Asian options III: the Geometric Asian

I’ve introduced the Asian Option before, it is similar to a vanilla option but its payoff is based on the average price over a period of time, rather than solely the price at expiry. We saw that it was exotic – it is not possible to give it a unique price using only the information available from the market.

Today I’m going to introduce another type of option – the geometric asian option. This option is similar, but its payoff is now based on the geometric average, rather than the arithmetic average, of the spot over the averaging dates

    \[C(T) = \Bigl( \bigl( \prod_{i=1}^{N} S_i \bigr)^{1 \over N} - K \Bigr)^+\]

This option is exotic, just like the regular (arithmetic-average) asian option. At first sight it seems even more complicated; and what’s more, it is almost never encountered in practice, so why bother with it? Well, it’s a very useful as an exercise because in many models where the arithmetic asian’s price has no closed form, the geometric asian happens to have one! Further, since an arithmetic average is ALWAYS higher than a geometric average for a set of numbers, the price of the geometric asian will give us a strict lower bound on the price of the arithmetic asian.

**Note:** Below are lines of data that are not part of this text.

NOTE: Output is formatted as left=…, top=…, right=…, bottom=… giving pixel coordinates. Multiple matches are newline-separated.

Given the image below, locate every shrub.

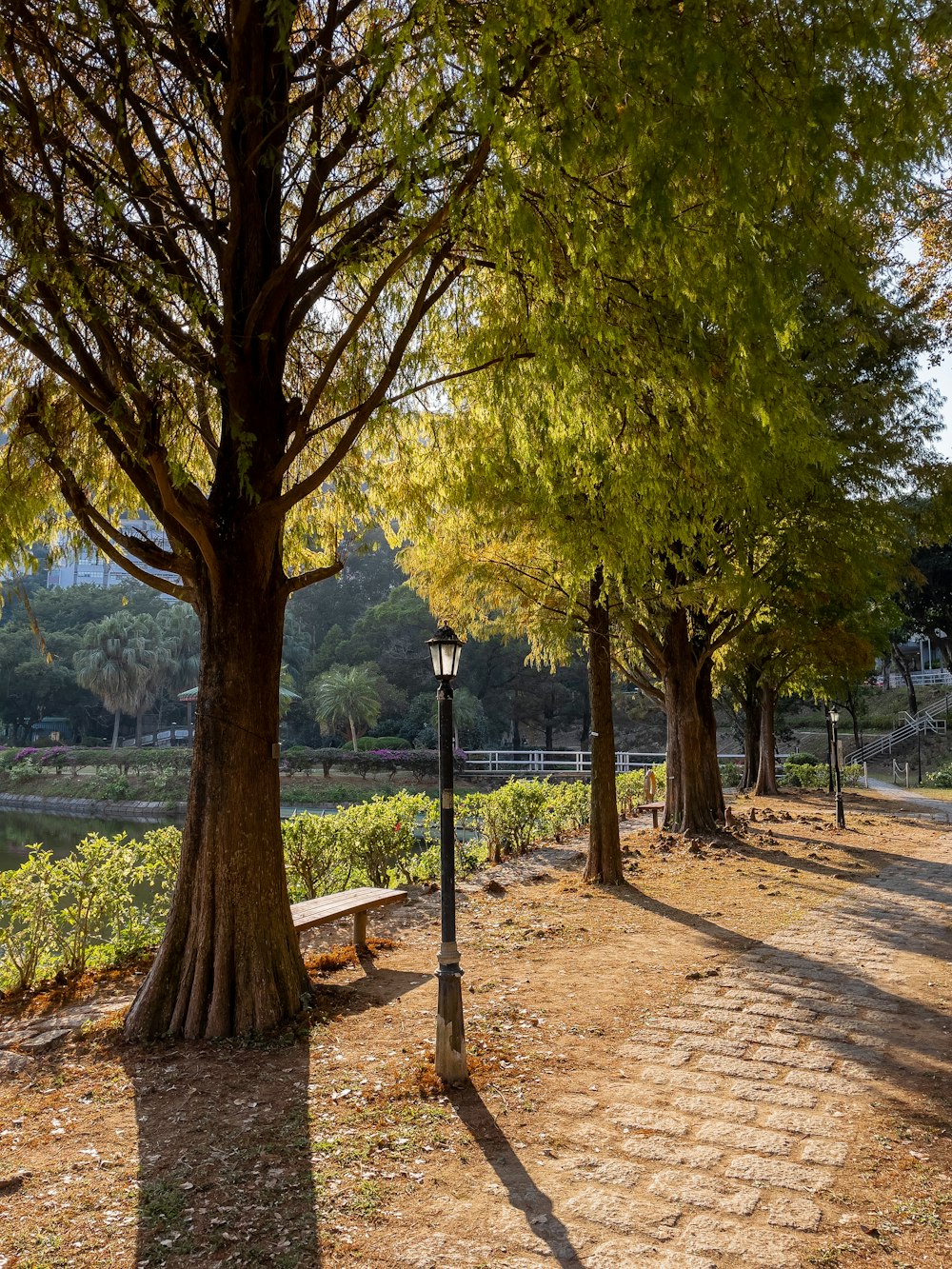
left=0, top=843, right=53, bottom=991
left=50, top=832, right=134, bottom=973
left=39, top=744, right=73, bottom=775
left=281, top=744, right=321, bottom=775
left=614, top=771, right=645, bottom=820
left=719, top=763, right=744, bottom=788
left=545, top=781, right=591, bottom=842
left=7, top=750, right=41, bottom=784
left=461, top=781, right=552, bottom=863
left=0, top=827, right=182, bottom=987
left=281, top=813, right=354, bottom=902
left=332, top=793, right=435, bottom=885
left=87, top=770, right=132, bottom=802
left=922, top=762, right=952, bottom=789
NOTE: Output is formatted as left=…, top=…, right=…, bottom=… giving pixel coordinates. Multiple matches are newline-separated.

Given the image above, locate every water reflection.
left=0, top=809, right=172, bottom=872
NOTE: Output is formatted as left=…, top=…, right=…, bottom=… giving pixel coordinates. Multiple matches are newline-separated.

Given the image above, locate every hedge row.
left=0, top=781, right=604, bottom=988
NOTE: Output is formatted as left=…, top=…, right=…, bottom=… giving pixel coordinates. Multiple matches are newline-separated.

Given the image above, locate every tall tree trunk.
left=664, top=608, right=724, bottom=832
left=584, top=567, right=625, bottom=885
left=126, top=530, right=308, bottom=1040
left=694, top=656, right=724, bottom=823
left=740, top=664, right=761, bottom=789
left=754, top=683, right=777, bottom=797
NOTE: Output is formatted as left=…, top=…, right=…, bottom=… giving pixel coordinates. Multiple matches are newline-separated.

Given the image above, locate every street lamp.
left=827, top=705, right=846, bottom=828
left=426, top=625, right=469, bottom=1083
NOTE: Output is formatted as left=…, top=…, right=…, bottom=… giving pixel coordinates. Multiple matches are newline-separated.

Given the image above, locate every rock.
left=0, top=1049, right=30, bottom=1075
left=0, top=1171, right=30, bottom=1194
left=20, top=1026, right=72, bottom=1053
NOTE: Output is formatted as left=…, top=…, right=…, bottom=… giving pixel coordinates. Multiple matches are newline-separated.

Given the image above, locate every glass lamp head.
left=426, top=625, right=464, bottom=682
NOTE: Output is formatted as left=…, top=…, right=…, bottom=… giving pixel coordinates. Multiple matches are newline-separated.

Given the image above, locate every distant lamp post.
left=829, top=705, right=846, bottom=828
left=426, top=625, right=469, bottom=1083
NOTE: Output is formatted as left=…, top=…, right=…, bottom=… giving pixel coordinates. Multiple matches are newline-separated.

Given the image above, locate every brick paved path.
left=393, top=839, right=952, bottom=1269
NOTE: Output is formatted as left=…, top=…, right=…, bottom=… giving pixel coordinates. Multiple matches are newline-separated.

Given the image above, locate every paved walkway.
left=391, top=790, right=952, bottom=1269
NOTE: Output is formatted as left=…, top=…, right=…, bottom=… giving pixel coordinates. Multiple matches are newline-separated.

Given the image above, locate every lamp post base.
left=437, top=956, right=469, bottom=1085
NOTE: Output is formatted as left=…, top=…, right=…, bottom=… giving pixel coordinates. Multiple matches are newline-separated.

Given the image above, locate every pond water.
left=0, top=809, right=172, bottom=872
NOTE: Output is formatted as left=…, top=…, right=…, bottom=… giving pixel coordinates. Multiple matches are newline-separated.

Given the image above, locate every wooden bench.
left=635, top=802, right=664, bottom=828
left=290, top=885, right=407, bottom=952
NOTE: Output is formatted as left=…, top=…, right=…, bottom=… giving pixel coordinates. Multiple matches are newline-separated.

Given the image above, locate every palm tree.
left=311, top=664, right=380, bottom=752
left=72, top=613, right=169, bottom=748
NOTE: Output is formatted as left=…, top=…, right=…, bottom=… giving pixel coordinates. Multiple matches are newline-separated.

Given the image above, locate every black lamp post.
left=426, top=625, right=469, bottom=1083
left=829, top=705, right=846, bottom=828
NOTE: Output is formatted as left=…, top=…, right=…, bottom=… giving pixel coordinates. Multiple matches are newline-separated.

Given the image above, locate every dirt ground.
left=0, top=792, right=952, bottom=1269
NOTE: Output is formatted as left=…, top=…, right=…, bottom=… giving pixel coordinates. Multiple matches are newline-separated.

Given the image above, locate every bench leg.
left=354, top=912, right=367, bottom=952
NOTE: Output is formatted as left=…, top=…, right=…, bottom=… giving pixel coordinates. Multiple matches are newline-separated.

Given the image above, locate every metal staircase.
left=845, top=694, right=952, bottom=763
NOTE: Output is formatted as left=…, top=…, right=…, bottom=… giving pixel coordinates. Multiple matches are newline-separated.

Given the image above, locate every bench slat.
left=290, top=885, right=407, bottom=930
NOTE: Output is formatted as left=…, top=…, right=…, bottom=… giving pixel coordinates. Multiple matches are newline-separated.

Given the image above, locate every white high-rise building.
left=46, top=511, right=176, bottom=590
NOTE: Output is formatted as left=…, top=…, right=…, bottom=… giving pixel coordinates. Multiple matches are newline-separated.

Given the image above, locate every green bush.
left=0, top=827, right=182, bottom=990
left=460, top=781, right=552, bottom=863
left=922, top=762, right=952, bottom=789
left=5, top=758, right=42, bottom=785
left=783, top=750, right=820, bottom=767
left=719, top=763, right=744, bottom=788
left=545, top=781, right=591, bottom=842
left=0, top=843, right=53, bottom=991
left=334, top=792, right=437, bottom=885
left=281, top=813, right=355, bottom=903
left=84, top=767, right=132, bottom=802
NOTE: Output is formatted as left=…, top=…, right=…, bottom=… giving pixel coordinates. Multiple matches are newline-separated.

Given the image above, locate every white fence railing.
left=888, top=670, right=952, bottom=687
left=846, top=705, right=947, bottom=763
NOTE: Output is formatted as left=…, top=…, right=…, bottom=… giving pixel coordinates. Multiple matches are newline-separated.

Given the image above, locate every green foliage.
left=719, top=763, right=744, bottom=788
left=545, top=781, right=591, bottom=842
left=458, top=781, right=553, bottom=863
left=922, top=759, right=952, bottom=789
left=85, top=769, right=133, bottom=802
left=614, top=771, right=645, bottom=820
left=0, top=827, right=182, bottom=990
left=309, top=664, right=381, bottom=750
left=0, top=843, right=53, bottom=990
left=781, top=763, right=863, bottom=789
left=334, top=793, right=435, bottom=885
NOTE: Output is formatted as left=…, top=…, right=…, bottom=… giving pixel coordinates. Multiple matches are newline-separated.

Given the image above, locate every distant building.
left=46, top=513, right=178, bottom=590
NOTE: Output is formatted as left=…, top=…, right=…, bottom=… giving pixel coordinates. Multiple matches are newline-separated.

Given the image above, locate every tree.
left=312, top=664, right=380, bottom=752
left=0, top=0, right=570, bottom=1037
left=73, top=613, right=169, bottom=748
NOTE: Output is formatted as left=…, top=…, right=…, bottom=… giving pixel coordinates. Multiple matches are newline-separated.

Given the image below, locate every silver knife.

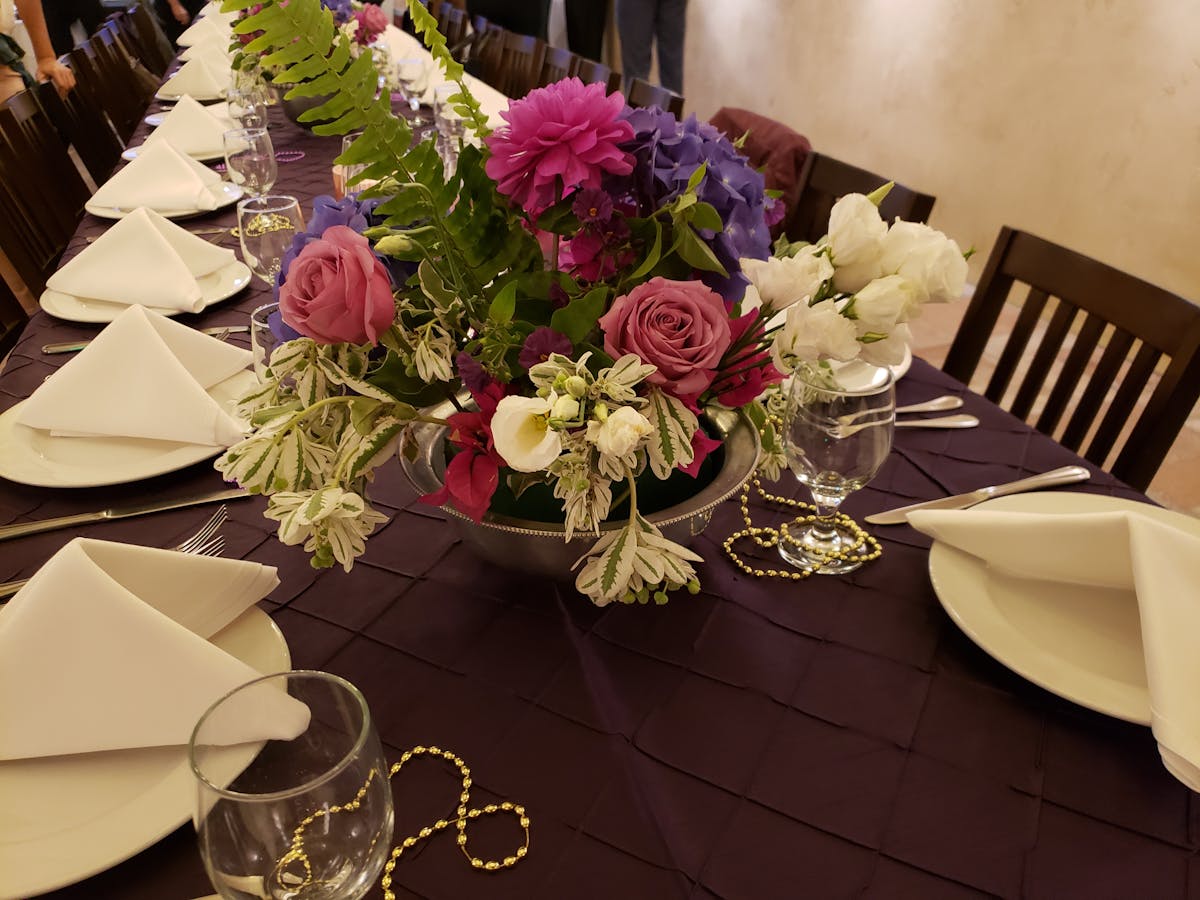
left=0, top=487, right=251, bottom=541
left=42, top=325, right=250, bottom=353
left=865, top=466, right=1092, bottom=524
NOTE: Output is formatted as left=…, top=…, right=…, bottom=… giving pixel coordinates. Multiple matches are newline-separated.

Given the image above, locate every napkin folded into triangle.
left=175, top=16, right=232, bottom=47
left=158, top=56, right=233, bottom=97
left=17, top=306, right=252, bottom=448
left=143, top=95, right=236, bottom=156
left=179, top=35, right=232, bottom=67
left=908, top=509, right=1200, bottom=791
left=91, top=140, right=221, bottom=212
left=47, top=208, right=238, bottom=312
left=0, top=538, right=308, bottom=760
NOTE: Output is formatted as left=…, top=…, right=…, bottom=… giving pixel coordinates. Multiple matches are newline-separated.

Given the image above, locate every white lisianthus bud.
left=854, top=275, right=917, bottom=335
left=742, top=245, right=834, bottom=312
left=588, top=407, right=653, bottom=456
left=770, top=300, right=862, bottom=372
left=828, top=193, right=888, bottom=270
left=881, top=221, right=967, bottom=309
left=492, top=396, right=563, bottom=472
left=550, top=394, right=580, bottom=421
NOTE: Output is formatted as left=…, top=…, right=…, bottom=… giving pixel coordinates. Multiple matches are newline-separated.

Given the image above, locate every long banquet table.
left=0, top=88, right=1200, bottom=900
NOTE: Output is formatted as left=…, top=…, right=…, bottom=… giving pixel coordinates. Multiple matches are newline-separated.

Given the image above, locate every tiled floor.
left=912, top=300, right=1200, bottom=515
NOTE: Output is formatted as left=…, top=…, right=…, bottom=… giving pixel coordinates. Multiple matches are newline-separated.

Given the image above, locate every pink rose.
left=354, top=4, right=388, bottom=46
left=280, top=226, right=396, bottom=344
left=600, top=278, right=732, bottom=397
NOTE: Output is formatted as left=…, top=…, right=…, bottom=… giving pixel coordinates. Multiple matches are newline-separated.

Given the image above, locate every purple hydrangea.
left=605, top=107, right=770, bottom=304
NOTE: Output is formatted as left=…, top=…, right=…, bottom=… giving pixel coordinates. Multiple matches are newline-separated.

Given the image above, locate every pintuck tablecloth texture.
left=0, top=98, right=1200, bottom=900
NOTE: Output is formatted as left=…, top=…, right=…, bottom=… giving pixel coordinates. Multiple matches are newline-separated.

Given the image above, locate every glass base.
left=779, top=522, right=870, bottom=575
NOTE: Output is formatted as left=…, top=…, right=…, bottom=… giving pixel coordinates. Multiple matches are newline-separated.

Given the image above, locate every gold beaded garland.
left=721, top=475, right=883, bottom=581
left=275, top=746, right=529, bottom=900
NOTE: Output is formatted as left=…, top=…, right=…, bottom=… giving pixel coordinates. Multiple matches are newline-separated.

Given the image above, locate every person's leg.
left=654, top=0, right=688, bottom=94
left=617, top=0, right=654, bottom=88
left=565, top=0, right=608, bottom=62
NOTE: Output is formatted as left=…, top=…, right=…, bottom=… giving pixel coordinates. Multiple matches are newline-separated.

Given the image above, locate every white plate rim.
left=929, top=491, right=1200, bottom=726
left=37, top=259, right=253, bottom=324
left=0, top=606, right=292, bottom=896
left=83, top=181, right=242, bottom=218
left=121, top=144, right=224, bottom=162
left=0, top=370, right=257, bottom=487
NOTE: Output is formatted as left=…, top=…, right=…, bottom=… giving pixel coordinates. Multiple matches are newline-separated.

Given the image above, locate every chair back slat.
left=784, top=154, right=937, bottom=242
left=943, top=227, right=1200, bottom=490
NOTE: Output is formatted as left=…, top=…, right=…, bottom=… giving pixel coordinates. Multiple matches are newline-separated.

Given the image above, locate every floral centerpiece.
left=217, top=0, right=965, bottom=605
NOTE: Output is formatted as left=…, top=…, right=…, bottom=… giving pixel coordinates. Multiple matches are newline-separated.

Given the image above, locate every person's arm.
left=16, top=0, right=74, bottom=94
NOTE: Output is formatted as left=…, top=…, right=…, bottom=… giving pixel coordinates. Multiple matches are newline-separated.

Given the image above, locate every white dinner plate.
left=83, top=181, right=241, bottom=218
left=0, top=608, right=292, bottom=898
left=929, top=491, right=1200, bottom=725
left=38, top=259, right=251, bottom=322
left=121, top=144, right=224, bottom=162
left=0, top=370, right=256, bottom=489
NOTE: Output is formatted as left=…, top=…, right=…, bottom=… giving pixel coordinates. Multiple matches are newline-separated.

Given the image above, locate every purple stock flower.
left=604, top=107, right=770, bottom=304
left=571, top=187, right=612, bottom=224
left=517, top=325, right=574, bottom=370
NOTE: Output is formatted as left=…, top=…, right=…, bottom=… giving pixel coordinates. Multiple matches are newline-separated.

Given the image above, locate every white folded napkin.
left=908, top=509, right=1200, bottom=791
left=143, top=95, right=235, bottom=157
left=179, top=35, right=232, bottom=68
left=91, top=140, right=221, bottom=212
left=17, top=306, right=252, bottom=448
left=47, top=208, right=238, bottom=312
left=158, top=56, right=233, bottom=98
left=175, top=16, right=233, bottom=47
left=0, top=538, right=308, bottom=760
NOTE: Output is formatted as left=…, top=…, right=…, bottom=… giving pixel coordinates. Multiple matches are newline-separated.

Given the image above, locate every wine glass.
left=238, top=194, right=304, bottom=284
left=779, top=362, right=895, bottom=575
left=187, top=671, right=394, bottom=900
left=224, top=128, right=280, bottom=197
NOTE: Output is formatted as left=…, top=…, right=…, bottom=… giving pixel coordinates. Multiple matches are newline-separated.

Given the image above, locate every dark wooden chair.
left=709, top=107, right=812, bottom=236
left=943, top=227, right=1200, bottom=491
left=571, top=56, right=620, bottom=94
left=784, top=152, right=937, bottom=242
left=0, top=98, right=90, bottom=294
left=37, top=82, right=122, bottom=185
left=625, top=78, right=683, bottom=119
left=538, top=47, right=578, bottom=88
left=0, top=264, right=29, bottom=370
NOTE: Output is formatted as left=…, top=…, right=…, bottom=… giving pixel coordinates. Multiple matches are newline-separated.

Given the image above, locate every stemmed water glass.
left=779, top=364, right=895, bottom=575
left=224, top=128, right=280, bottom=197
left=238, top=194, right=304, bottom=284
left=187, top=671, right=394, bottom=900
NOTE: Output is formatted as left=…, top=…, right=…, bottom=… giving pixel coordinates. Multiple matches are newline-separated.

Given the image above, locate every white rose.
left=770, top=300, right=862, bottom=372
left=862, top=325, right=912, bottom=366
left=588, top=407, right=653, bottom=457
left=854, top=275, right=916, bottom=335
left=492, top=397, right=563, bottom=472
left=828, top=193, right=888, bottom=267
left=881, top=221, right=967, bottom=317
left=742, top=245, right=834, bottom=312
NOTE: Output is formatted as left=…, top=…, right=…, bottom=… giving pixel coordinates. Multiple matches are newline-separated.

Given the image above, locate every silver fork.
left=0, top=505, right=229, bottom=600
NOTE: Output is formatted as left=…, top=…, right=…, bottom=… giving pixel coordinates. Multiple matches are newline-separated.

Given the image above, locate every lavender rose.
left=600, top=277, right=732, bottom=397
left=280, top=226, right=396, bottom=344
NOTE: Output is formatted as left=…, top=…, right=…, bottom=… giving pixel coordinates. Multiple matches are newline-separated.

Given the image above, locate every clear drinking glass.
left=779, top=364, right=895, bottom=575
left=224, top=128, right=278, bottom=197
left=238, top=194, right=304, bottom=284
left=187, top=671, right=392, bottom=900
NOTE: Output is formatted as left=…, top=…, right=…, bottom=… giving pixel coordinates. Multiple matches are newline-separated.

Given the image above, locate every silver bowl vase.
left=401, top=403, right=760, bottom=582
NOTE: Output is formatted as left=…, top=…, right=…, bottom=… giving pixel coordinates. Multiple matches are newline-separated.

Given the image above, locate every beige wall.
left=685, top=0, right=1200, bottom=302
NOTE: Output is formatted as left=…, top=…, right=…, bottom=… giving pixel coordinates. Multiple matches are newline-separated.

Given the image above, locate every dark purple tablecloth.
left=0, top=95, right=1200, bottom=900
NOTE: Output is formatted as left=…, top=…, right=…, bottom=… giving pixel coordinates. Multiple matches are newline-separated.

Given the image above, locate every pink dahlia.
left=486, top=78, right=634, bottom=215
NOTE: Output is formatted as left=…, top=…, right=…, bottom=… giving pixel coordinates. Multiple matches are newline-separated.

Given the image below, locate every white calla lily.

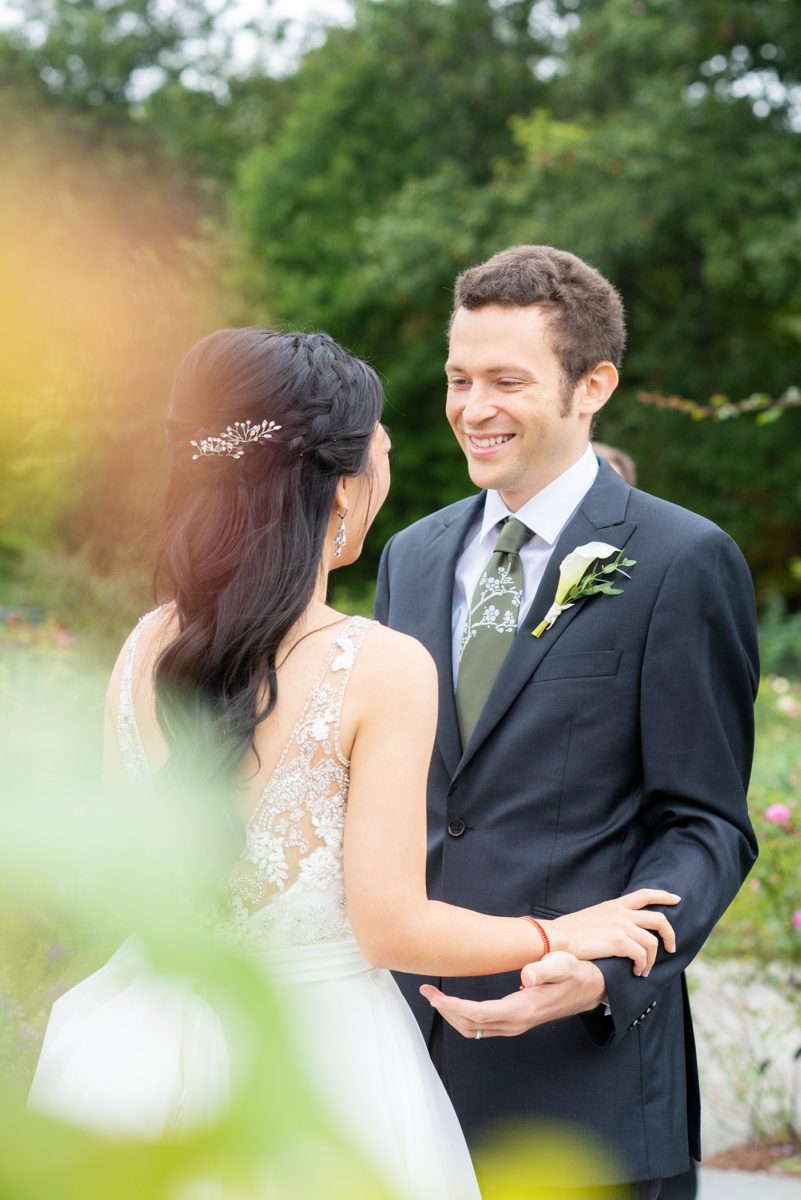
left=532, top=541, right=634, bottom=637
left=556, top=541, right=619, bottom=605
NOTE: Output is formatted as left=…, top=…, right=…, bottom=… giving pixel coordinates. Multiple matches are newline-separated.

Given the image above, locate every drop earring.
left=333, top=509, right=350, bottom=558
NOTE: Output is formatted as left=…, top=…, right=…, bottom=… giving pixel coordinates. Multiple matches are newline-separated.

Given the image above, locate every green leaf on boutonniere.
left=531, top=541, right=637, bottom=637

Considering the Black-Scholes model in its simplest form for the moment (although the pricing formula can be extended to more general models), let’s consider what the spot will look like at each of the averaging times, and as we did in the earlier post, considering a simple geometric asian averaging over only two times t_1 and t_2 so that the payoff is C(T) = \Bigl( \sqrt{ S_1 \cdot S_2 } - K \Bigr)^+

At t_0S(t_0) = S_0. At t_1,

    \[S(t_1) = S_1 = S_0 \exp{ \Bigl\{ (r - {1\over 2} \sigma^2 )t_1 + \sigma \sqrt{t_1} x_1 \Bigr\} }\]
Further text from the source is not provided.